Le monde virtuel fait-il toujours partie de votre quotidien ?
Voulez-vous enfin connaître la suite des règles de base ?


Mes premiers conseils vous ont-ils déjà donnés des retours positifs ? Ces 8 règles basiques vont permettre à votre mail de franchir le cap des spams / pourriels et d’arriver enfin dans la boîte mail de votre destinataire.

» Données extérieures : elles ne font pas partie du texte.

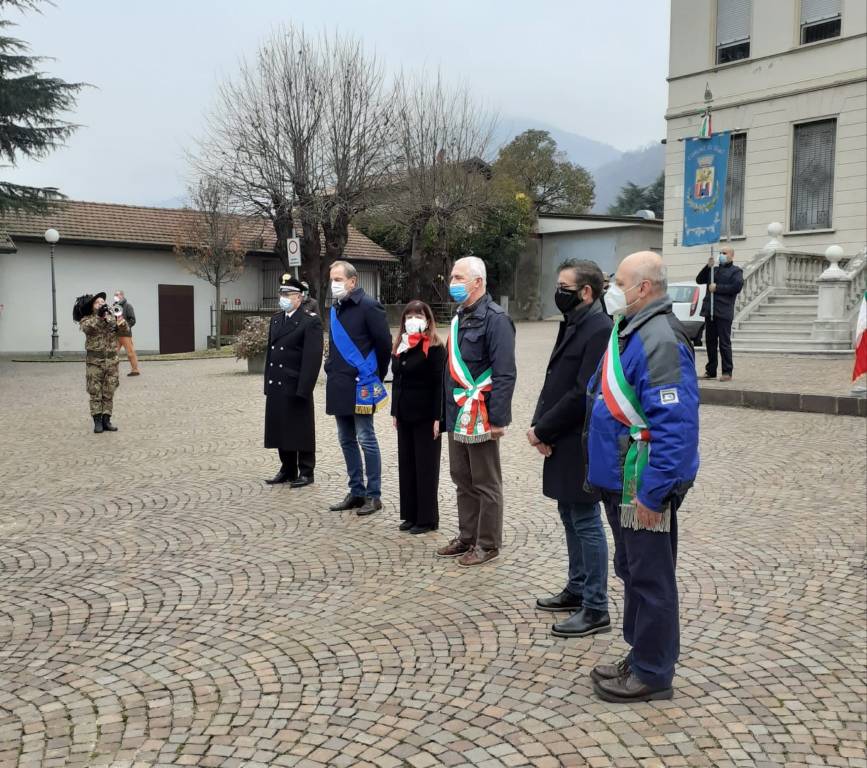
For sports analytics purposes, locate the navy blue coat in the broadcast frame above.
[531,301,611,504]
[325,288,391,416]
[695,264,744,320]
[443,294,517,432]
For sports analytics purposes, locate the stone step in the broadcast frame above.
[732,328,812,339]
[734,315,813,333]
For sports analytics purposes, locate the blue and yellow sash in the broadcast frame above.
[331,307,388,413]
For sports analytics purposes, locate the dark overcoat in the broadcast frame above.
[325,288,391,416]
[265,309,323,452]
[532,302,611,503]
[391,344,446,424]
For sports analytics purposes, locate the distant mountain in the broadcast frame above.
[593,143,665,213]
[493,117,623,171]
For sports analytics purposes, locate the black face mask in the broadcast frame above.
[554,288,581,315]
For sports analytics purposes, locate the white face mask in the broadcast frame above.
[331,280,348,301]
[605,283,639,315]
[404,317,427,333]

Pour vous rafraîchir la mémoire, en voici un petit rappel :

  1. à : remplissez ce champ « après » avoir rédigé votre texte.
  2. cc : écrivez un même contenu à plusieurs destinataires visibles entre eux.
  3. cci : écrivez un même contenu à plusieurs destinataires qui doivent rester invisibles l’un vis à vis de l’autre.
  4. Répondre : répondez uniquement à la personne concernée.
  5. Sujet : soyez court, avec les bonnes précisions.
  6. Sujet/réponse : modifiez votre sujet lorsque vous répondez à un mail.
  7. Sujet/transfert : vérifiez le contenu pour transférer correctement.
  8. Formule de politesse d’entrée : choisissez-la simple et de circonstance.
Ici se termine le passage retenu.